JPH0730423B2 - Energizing roll alloy for electric plating - Google Patents

Description

TECHNICAL FIELD The present invention relates to an alloy roll for electroplating having excellent corrosion wear resistance.

[Conventional technology]

The current-carrying roll used for electroplating such as continuous electrogalvanizing is, as shown in FIG. 5, a roll body (sleeve).
At both ends of (10), roll end (20,2
0) is fitted. The steel sheet to be plated comes into contact with the surface of the roll body (10), is held by a backup roll, and travels in the plating solution.

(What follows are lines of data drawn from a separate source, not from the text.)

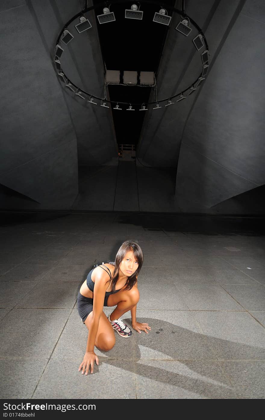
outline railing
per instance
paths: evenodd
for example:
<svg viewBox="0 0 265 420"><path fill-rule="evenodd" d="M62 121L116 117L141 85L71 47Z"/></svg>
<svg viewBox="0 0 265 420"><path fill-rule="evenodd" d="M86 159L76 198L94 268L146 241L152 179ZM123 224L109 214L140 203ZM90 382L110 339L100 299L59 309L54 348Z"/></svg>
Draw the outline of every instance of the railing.
<svg viewBox="0 0 265 420"><path fill-rule="evenodd" d="M135 144L119 144L119 151L135 150Z"/></svg>

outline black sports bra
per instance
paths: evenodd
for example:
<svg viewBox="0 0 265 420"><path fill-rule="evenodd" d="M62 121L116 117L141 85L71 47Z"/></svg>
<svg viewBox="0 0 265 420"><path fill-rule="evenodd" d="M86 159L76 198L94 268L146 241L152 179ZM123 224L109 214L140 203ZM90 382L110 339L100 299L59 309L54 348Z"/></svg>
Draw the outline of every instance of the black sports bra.
<svg viewBox="0 0 265 420"><path fill-rule="evenodd" d="M108 267L106 267L105 268L107 268L107 270L108 270L108 271L107 271L107 270L105 270L105 268L104 268L104 267L102 267L101 265L98 265L97 266L100 267L101 268L102 268L102 270L104 270L104 271L106 271L106 272L109 275L109 276L110 276L110 278L111 278L111 273L110 272L110 270L108 268ZM89 290L91 290L91 291L94 291L94 288L95 285L95 284L94 283L94 281L92 281L92 279L91 278L91 274L92 273L92 272L95 269L95 268L96 267L95 267L94 268L92 268L92 270L89 271L88 274L87 275L87 286L88 287ZM106 291L106 293L105 293L105 297L106 296L109 296L110 294L113 294L113 293L117 293L117 291L119 291L121 289L119 289L118 290L114 290L114 291Z"/></svg>

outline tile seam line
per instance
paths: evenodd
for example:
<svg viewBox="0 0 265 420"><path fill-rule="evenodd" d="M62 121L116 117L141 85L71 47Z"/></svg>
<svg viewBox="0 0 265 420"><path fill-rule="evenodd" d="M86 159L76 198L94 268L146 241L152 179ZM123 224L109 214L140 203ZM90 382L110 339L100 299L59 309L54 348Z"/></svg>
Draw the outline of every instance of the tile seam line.
<svg viewBox="0 0 265 420"><path fill-rule="evenodd" d="M10 169L8 169L7 171L5 171L3 172L1 172L0 173L0 176L2 176L3 175L5 175L6 173L8 173L9 172L10 172L12 171L14 171L15 169L17 169L18 168L20 168L21 166L23 166L24 165L27 165L28 163L30 163L31 162L33 162L34 160L36 160L37 159L39 159L39 158L42 158L42 156L46 156L49 153L52 153L53 152L55 152L55 150L57 150L57 149L60 149L61 147L63 147L64 146L68 144L69 143L71 143L73 142L76 142L76 139L73 139L73 140L69 140L68 142L67 142L66 143L64 143L63 144L58 146L55 149L51 149L51 150L49 150L48 152L43 153L42 155L40 155L39 156L37 156L36 158L34 158L33 159L31 159L30 160L24 162L24 163L21 163L21 165L19 165L17 166L15 166L14 168L12 168Z"/></svg>
<svg viewBox="0 0 265 420"><path fill-rule="evenodd" d="M256 22L259 22L260 23L265 25L265 22L262 22L261 21L259 21L257 19L255 19L255 18L252 18L251 16L248 16L247 15L245 15L244 13L241 13L241 14L242 16L244 16L245 17L248 18L249 19L252 19L253 21L255 21Z"/></svg>
<svg viewBox="0 0 265 420"><path fill-rule="evenodd" d="M188 147L189 147L190 149L192 149L193 150L196 152L196 153L198 153L198 155L200 155L201 156L203 156L204 158L208 159L209 160L210 160L211 162L213 162L214 163L216 163L216 165L218 165L220 166L221 166L222 168L223 168L225 169L226 169L226 171L229 171L229 172L231 172L231 173L233 173L234 175L236 175L236 176L238 176L239 178L241 178L242 179L244 179L245 181L248 181L249 182L250 182L251 184L253 184L254 185L256 185L257 186L260 186L259 184L256 184L255 182L253 182L253 181L251 181L249 179L244 178L244 176L241 176L241 175L239 175L239 174L236 173L236 172L234 172L233 171L231 171L231 170L229 169L228 168L226 168L226 166L224 166L223 165L222 165L221 163L219 163L219 162L217 162L216 160L214 160L213 159L211 159L210 158L209 158L208 156L205 156L205 155L203 155L202 153L198 152L198 150L195 148L195 147L192 147L191 146L188 144L186 143L185 143L185 142L182 142L182 144L185 144L185 146L186 146Z"/></svg>
<svg viewBox="0 0 265 420"><path fill-rule="evenodd" d="M0 13L4 13L5 12L9 12L10 10L14 10L14 9L18 9L19 7L24 7L26 6L26 3L24 4L21 4L19 6L15 6L15 7L10 7L9 9L6 9L5 10L2 10Z"/></svg>
<svg viewBox="0 0 265 420"><path fill-rule="evenodd" d="M54 244L54 243L55 242L56 242L56 241L57 241L58 240L58 239L61 239L61 238L62 238L62 237L63 237L63 234L63 234L63 235L62 235L62 236L60 236L60 237L59 237L59 238L57 238L56 239L55 239L54 240L54 241L52 241L52 242L50 242L50 244L49 244L49 245L48 245L48 246L49 246L49 246L50 246L50 245L52 245L52 244ZM33 254L33 255L36 255L36 254L37 254L37 253L38 253L38 251L37 251L37 252L35 252L35 254ZM70 252L70 251L69 251L69 252ZM29 257L28 258L27 258L27 259L26 259L26 261L27 261L27 260L28 260L28 259L29 259L29 258L31 258L31 257ZM16 267L18 267L18 266L19 265L23 265L23 264L22 264L22 262L21 262L21 263L20 263L20 264L18 264L18 265L16 265L15 267L13 267L13 268L11 268L11 269L10 269L10 270L9 270L8 271L11 271L11 270L13 270L13 268L16 268ZM39 265L41 265L41 264L39 264ZM57 264L56 265L58 265L58 264ZM55 265L55 267L56 267L56 265ZM28 291L28 292L27 293L26 293L26 294L25 295L25 296L24 296L24 297L23 297L22 298L21 298L21 299L20 299L20 300L18 301L18 303L16 303L16 304L15 305L14 305L14 306L13 306L13 307L12 307L12 308L11 308L11 309L10 309L10 311L8 311L8 313L7 313L7 314L5 314L5 315L4 315L4 316L3 317L3 318L2 318L2 319L1 319L1 321L2 321L2 320L3 320L3 319L4 319L4 318L5 318L5 317L6 317L6 316L7 316L7 315L8 315L8 314L9 313L9 312L10 312L10 311L11 310L13 310L13 309L18 309L18 308L17 307L17 305L18 305L18 304L19 303L19 302L21 302L21 300L23 300L23 299L25 299L25 298L26 298L26 297L27 297L27 296L28 296L28 294L29 294L29 293L30 293L30 292L31 292L31 291L32 291L32 290L33 290L34 289L34 288L35 288L35 287L37 287L37 286L38 286L38 285L39 285L39 283L41 283L41 281L42 281L42 280L43 280L43 279L44 278L45 278L45 276L47 276L47 274L49 274L49 273L50 273L50 272L51 272L51 271L52 271L52 270L53 270L53 268L54 268L54 267L52 267L52 268L51 268L51 269L50 269L50 270L49 270L49 271L48 271L48 272L47 273L46 273L45 274L45 275L44 275L44 276L43 276L43 277L42 277L42 278L41 278L41 279L40 279L40 280L39 280L39 281L37 281L37 282L36 282L36 284L35 285L34 285L34 286L33 286L33 287L32 287L32 288L31 289L30 289L30 290L29 290L29 291ZM0 277L1 277L1 276L0 276ZM1 280L0 279L0 281L4 281L4 280ZM7 281L11 281L11 282L12 282L12 281L12 281L12 280L11 280L11 281L10 281L10 280L7 280ZM20 280L20 281L23 281L23 280ZM19 309L26 309L26 308L20 308ZM27 308L27 309L34 309L34 308ZM49 309L52 309L52 308L49 308ZM62 308L60 308L60 309L62 309Z"/></svg>
<svg viewBox="0 0 265 420"><path fill-rule="evenodd" d="M60 334L60 335L59 336L59 337L58 337L58 339L57 340L57 341L56 341L56 342L55 343L55 344L54 345L54 346L53 347L53 349L52 349L52 352L51 352L51 353L50 357L48 358L48 358L48 360L47 361L47 362L46 363L46 364L45 364L45 366L44 367L44 369L43 369L43 370L42 371L42 372L41 375L40 375L40 377L39 377L39 380L38 381L37 384L36 385L35 388L34 388L34 390L33 391L33 392L32 392L32 395L31 395L31 396L30 397L30 399L33 399L33 396L34 395L34 393L35 393L35 391L36 391L36 389L37 389L37 388L38 387L38 385L39 385L39 382L40 382L40 381L42 378L42 376L43 375L43 374L44 374L44 372L45 372L46 368L47 367L47 365L48 365L48 363L49 363L49 362L50 362L50 360L51 360L51 358L52 357L52 354L53 354L53 352L54 352L54 349L55 349L55 347L56 346L56 345L57 345L57 343L58 343L58 341L60 340L60 337L62 335L62 334L63 333L63 330L64 330L65 326L66 325L66 323L67 323L68 320L69 319L71 314L72 313L73 311L73 309L74 309L74 307L75 307L75 305L76 304L76 303L77 300L77 299L76 299L76 302L75 302L75 304L74 304L74 305L73 307L73 308L72 308L71 310L71 311L70 313L69 314L69 315L68 316L68 318L67 318L67 320L66 320L66 322L65 323L64 326L63 326L63 328L62 329L62 331L61 331L61 333ZM49 308L49 309L50 309L50 308Z"/></svg>
<svg viewBox="0 0 265 420"><path fill-rule="evenodd" d="M56 241L58 240L58 239L61 239L61 238L62 238L63 236L64 236L64 234L63 234L60 237L60 238L57 238L56 239L55 239L55 240L54 241L53 241L52 242L51 242L50 243L50 244L49 244L49 245L48 245L48 246L50 246L50 245L52 245L52 244L54 244L55 242L56 242ZM76 246L76 245L77 245L77 244L78 243L79 243L79 242L80 241L79 241L77 242L77 243L76 244L76 245L74 246L74 247L73 247L73 248L74 248ZM73 249L73 248L72 249ZM57 266L57 265L59 264L59 262L61 260L63 259L63 258L64 258L65 257L66 257L67 255L68 255L68 254L69 253L69 252L71 252L71 250L72 250L72 249L70 249L70 250L68 251L68 252L66 254L66 255L65 255L64 257L63 257L60 260L59 260L58 261L58 262L56 264L55 264L55 265L54 266L52 267L51 268L51 269L49 271L48 271L47 272L47 273L46 273L46 274L44 275L44 276L43 277L42 277L42 278L40 279L40 280L39 280L39 281L38 281L36 283L36 284L35 285L35 286L34 286L32 287L32 289L31 289L31 290L29 291L29 292L28 292L28 293L27 293L24 296L23 298L21 298L21 299L20 299L20 300L18 301L18 303L17 304L16 304L13 307L13 308L12 308L12 309L18 309L18 308L20 309L70 309L70 308L21 308L19 307L18 307L18 305L19 304L19 303L20 302L21 302L21 301L23 300L29 294L29 293L30 293L33 290L34 290L34 289L35 288L36 288L39 284L40 283L41 283L42 282L42 281L44 280L44 279L45 278L45 277L46 276L47 276L48 274L49 274L50 273L51 273L51 272L52 271L52 270L56 267ZM37 253L38 253L38 252L36 252L36 254L37 254ZM35 255L36 254L34 254L34 255ZM29 258L30 257L29 257ZM18 264L18 265L23 265L22 264L22 263L21 263L21 264ZM39 265L41 265L39 264ZM11 281L12 281L11 280ZM23 280L21 280L21 281L23 281ZM66 282L69 283L69 282ZM73 282L73 283L77 283L77 282ZM56 284L57 284L57 283L58 282L56 283ZM75 305L75 303L74 304ZM6 315L7 315L7 314L6 314ZM6 315L5 315L5 316ZM5 318L5 317L4 317L4 318Z"/></svg>

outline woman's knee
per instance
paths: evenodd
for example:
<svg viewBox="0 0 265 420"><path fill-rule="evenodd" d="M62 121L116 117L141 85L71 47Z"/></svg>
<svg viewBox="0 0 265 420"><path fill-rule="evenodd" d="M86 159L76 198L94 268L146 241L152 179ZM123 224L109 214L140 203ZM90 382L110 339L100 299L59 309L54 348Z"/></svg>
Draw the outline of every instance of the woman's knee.
<svg viewBox="0 0 265 420"><path fill-rule="evenodd" d="M103 336L101 337L100 336ZM106 337L105 334L100 334L98 338L96 345L100 350L102 350L104 352L108 352L114 346L115 341L115 337Z"/></svg>

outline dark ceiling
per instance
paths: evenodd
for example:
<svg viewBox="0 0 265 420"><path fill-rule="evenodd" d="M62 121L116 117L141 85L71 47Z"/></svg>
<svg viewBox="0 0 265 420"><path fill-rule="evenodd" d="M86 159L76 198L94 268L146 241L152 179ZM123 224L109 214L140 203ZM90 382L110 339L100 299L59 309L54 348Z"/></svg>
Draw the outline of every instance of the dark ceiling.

The body portion (10) of the current-carrying roll is corroded by the plating solution, which is a strongly acidic corrosive plate, under a current-carrying condition. The corrosion is not a simple corrosion but an electric corrosion having a correlation with the amount of electric current, and the amount of corrosion increases as the amount of electric current increases. Further, the roll body (10) is subjected to mechanical wear due to friction with the steel sheet to be plated which comes into contact with the surface of the roll body (10) and passes through the plating solution. The body portion of the current-carrying roll has a surface roughness (irregularities / scratches) due to corrosive wear in which the current-carrying corrosion and mechanical wear are superposed. The corrosive wear on the surface of the roll body is liable to be concentrated particularly on a portion of the steel sheet to be plated having a high current density and a portion of the backup roll having the highest contact surface pressure.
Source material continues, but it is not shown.